Efficient Multipath Differential Routing and Traffic Scheduling in Ultra-Dense LEO Satellite Networks: A DRL With Stackelberg Game Approach

Low Earth orbit satellite networks (LSNs) are envisioned as key enablers of 6G by offering ubiquitous, low-latency connectivity. Their mesh topology enables multipath differential routing, which improves bandwidth utilization and reduces transmission delay. However, the growing demand for data and the dynamic, self-organizing nature of LSNs pose significant challenges for joint multipath routing and traffic scheduling under strict latency and energy constraints.

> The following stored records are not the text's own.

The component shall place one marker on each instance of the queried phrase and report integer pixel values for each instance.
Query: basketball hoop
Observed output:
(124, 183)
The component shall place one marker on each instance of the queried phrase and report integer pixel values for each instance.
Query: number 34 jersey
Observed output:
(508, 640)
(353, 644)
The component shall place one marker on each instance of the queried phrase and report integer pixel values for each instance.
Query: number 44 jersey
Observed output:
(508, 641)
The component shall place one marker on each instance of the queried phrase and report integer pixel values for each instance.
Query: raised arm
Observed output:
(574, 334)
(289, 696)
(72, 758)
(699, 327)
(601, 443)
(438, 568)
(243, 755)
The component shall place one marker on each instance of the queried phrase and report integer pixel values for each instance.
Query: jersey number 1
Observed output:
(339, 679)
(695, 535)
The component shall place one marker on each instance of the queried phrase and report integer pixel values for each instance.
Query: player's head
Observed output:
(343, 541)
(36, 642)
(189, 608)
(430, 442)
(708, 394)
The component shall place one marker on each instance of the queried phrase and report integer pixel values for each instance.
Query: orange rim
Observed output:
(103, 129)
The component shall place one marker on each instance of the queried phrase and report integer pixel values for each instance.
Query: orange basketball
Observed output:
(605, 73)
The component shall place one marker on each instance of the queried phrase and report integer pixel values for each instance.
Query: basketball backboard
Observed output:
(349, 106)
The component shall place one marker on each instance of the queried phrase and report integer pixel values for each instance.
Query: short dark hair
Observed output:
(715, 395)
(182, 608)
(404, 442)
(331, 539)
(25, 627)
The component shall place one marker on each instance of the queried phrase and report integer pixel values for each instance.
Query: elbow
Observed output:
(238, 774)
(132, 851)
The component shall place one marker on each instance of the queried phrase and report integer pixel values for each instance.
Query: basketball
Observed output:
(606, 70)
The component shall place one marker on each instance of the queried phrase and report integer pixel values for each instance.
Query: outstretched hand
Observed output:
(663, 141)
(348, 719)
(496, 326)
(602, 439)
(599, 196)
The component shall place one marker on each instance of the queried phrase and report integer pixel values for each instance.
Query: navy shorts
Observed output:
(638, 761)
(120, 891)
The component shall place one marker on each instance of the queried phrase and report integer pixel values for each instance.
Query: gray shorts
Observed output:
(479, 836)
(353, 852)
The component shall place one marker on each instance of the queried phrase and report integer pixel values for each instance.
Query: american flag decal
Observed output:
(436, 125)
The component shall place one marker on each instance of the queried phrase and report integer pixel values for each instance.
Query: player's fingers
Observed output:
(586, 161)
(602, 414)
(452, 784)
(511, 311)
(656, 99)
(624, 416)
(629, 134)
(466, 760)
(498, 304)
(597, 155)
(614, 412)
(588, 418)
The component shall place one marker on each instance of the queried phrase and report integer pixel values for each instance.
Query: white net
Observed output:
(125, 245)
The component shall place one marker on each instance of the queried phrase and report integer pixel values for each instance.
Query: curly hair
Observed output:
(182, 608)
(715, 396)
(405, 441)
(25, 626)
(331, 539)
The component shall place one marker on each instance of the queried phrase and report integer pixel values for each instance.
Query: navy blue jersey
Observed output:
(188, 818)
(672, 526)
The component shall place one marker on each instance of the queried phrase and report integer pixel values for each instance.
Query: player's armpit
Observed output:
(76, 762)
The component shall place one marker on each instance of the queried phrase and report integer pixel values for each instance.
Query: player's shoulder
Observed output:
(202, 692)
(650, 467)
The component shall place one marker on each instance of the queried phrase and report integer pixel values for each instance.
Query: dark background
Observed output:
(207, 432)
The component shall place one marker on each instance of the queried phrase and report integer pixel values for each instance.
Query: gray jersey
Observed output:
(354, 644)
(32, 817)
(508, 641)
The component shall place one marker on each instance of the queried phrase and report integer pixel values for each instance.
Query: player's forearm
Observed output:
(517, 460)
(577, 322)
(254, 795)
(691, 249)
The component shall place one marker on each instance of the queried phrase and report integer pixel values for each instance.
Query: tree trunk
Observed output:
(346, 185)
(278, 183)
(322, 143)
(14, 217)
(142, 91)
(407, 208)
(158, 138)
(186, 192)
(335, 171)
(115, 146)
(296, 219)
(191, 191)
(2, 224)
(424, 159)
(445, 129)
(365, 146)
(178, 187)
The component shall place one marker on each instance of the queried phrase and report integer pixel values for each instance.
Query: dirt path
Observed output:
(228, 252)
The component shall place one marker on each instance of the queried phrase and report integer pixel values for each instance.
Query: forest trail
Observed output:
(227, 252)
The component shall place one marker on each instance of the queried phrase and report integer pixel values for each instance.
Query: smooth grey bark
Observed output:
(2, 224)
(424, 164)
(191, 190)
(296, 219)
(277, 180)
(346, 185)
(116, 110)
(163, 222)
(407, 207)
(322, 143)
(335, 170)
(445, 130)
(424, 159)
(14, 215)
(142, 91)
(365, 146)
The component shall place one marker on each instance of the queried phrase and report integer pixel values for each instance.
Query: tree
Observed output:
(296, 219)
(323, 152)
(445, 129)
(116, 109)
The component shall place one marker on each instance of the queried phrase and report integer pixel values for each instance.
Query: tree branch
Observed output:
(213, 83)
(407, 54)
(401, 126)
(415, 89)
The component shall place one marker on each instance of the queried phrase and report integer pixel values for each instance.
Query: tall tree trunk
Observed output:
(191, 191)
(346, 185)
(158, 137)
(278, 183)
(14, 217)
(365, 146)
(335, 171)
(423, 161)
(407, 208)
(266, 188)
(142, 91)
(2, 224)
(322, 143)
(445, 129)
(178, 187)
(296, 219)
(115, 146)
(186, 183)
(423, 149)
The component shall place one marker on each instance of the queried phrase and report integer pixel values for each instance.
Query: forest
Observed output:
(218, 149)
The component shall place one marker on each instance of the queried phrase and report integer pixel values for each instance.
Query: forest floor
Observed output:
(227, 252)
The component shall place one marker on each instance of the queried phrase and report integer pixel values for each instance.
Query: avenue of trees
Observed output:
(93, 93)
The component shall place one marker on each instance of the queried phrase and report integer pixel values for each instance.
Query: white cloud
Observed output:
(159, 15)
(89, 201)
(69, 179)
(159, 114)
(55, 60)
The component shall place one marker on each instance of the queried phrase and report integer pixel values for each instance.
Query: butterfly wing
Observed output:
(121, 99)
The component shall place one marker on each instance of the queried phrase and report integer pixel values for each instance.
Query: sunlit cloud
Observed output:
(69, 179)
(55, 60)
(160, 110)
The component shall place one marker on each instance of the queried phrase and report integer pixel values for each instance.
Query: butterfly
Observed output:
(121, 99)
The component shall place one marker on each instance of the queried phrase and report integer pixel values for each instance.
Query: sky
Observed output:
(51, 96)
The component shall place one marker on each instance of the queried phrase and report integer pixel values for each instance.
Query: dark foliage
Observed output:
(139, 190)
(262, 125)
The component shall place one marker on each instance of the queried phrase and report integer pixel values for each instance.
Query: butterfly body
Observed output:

To address these challenges, this paper proposes a multipath routing optimization (MRO) and traffic scheduling method tailored for multipath differential routing. Specifically, a dynamic multi-attribute graph model is developed to precisely capture the dynamic properties of LSNs. Building on this model, a MRO algorithm, integrated with a Stackelberg game framework, is introduced. The MRO algorithm employs a decomposition-based approach to identify multiple optimal paths that minimize delay and energy consumption, while the Stackelberg game framework ensures efficient traffic distribution across these paths. Numerical results demonstrate that the proposed approach significantly outperforms existing baseline methods, achieving cumulative reward improvements of 26.77% to 43.8% across four real-world network topologies and exhibiting better Pareto front coverage. Furthermore, by leveraging the rapid convergence properties of the Stackelberg game model, the proposed method enhances network throughput by 12% to 43% and reduces transmission time by 14% to 49%.